Wszystko wskazuje na to, że nagła śmierć
Paula Walkera i jej tragiczne okoliczności uczynią z gwiazdy
"Szybkich i wściekłych" legendę kina samochodowego. Co bardziej przedsiębiorczy fani doskonale wiedzą, że na tym fakcie można będzie prawdopodobnie sporo zarobić, gdy wszystko, co związane z aktorem, zamieni się w relikt. Szczególnie wrak samochodu, w którym zginął ze swoim przyjacielem Rogerem Rodasem.

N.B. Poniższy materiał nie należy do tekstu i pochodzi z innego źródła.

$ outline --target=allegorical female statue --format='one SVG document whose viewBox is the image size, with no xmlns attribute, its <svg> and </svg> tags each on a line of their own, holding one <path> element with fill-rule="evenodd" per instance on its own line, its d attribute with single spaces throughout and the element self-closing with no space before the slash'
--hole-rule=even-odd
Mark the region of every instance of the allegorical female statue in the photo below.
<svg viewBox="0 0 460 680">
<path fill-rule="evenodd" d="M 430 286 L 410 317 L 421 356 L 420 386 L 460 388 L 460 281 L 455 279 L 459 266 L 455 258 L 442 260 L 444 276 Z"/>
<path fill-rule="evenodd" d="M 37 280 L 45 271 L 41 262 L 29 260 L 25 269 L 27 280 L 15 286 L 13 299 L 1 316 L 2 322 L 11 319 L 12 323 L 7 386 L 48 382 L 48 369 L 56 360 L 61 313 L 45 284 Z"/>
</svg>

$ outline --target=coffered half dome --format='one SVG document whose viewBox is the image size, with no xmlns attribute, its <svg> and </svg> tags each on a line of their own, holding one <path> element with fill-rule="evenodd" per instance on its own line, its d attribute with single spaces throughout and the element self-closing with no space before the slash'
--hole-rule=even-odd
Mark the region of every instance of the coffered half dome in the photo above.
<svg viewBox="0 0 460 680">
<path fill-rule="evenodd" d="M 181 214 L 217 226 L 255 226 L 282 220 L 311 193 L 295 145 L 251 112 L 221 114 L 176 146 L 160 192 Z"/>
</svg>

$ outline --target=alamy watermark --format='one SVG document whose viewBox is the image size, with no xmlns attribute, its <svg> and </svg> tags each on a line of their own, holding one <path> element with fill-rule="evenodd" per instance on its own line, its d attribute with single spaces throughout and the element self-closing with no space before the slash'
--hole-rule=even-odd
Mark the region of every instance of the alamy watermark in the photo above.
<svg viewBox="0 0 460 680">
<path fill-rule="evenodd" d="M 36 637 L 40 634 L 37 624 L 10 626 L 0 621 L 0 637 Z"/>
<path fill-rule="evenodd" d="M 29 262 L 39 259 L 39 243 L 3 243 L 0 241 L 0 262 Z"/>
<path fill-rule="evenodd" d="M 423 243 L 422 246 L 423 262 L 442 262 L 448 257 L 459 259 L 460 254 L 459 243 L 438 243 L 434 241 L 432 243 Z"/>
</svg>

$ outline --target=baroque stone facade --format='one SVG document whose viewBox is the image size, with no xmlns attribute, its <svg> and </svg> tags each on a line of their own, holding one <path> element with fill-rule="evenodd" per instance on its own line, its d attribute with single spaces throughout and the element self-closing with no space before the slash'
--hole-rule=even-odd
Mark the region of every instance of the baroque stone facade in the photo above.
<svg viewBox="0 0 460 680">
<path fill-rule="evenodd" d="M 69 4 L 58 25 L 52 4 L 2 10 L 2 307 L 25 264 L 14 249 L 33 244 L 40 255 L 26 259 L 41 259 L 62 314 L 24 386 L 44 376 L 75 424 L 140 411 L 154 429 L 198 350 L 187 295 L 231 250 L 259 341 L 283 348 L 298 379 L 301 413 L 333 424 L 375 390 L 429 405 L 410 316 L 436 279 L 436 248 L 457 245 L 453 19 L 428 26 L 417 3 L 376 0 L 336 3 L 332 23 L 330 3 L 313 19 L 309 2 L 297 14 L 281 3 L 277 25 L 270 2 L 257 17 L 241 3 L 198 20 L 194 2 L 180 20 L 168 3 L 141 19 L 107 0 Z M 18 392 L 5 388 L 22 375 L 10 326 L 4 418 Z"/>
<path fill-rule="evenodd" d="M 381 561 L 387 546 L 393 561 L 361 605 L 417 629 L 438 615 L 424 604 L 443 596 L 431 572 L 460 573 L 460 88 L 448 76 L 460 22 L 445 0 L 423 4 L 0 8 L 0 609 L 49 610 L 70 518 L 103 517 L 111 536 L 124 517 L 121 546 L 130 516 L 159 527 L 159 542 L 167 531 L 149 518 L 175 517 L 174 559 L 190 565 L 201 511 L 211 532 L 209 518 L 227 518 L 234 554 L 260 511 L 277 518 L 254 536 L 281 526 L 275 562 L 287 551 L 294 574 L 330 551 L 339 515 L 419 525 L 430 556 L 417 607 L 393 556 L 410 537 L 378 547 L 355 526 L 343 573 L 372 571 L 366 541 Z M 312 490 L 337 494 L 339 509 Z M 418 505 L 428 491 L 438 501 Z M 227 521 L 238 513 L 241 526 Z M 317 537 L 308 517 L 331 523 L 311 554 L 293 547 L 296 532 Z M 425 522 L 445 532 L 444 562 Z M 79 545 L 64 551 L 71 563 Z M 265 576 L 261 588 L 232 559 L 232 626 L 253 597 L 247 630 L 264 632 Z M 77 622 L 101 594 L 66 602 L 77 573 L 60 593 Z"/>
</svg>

Policja w Los Angeles poinformowała, że udało im się złapać 18-letniego mężczyznę, który w czasie odholowywania z miejsca zdarzenia zmiażdżonego i spalonego Porsche Carrera ukradł niezidentyfikowany element wraku. Jego wspólnikiem był 25-latek, który prowadził samochód. Świadkowie zeznali, że kiedy holownik zatrzymał się na czerwonym świetle, ze stojącego tuż za nim samochodu wybiegł młody mężczyzna, chwycił coś z wraku i uciekł z drugim mężczyzną za kierownicą.
Policja zapewnia, że obaj mężczyźni odpowiedzą za swój czyn przed sądem.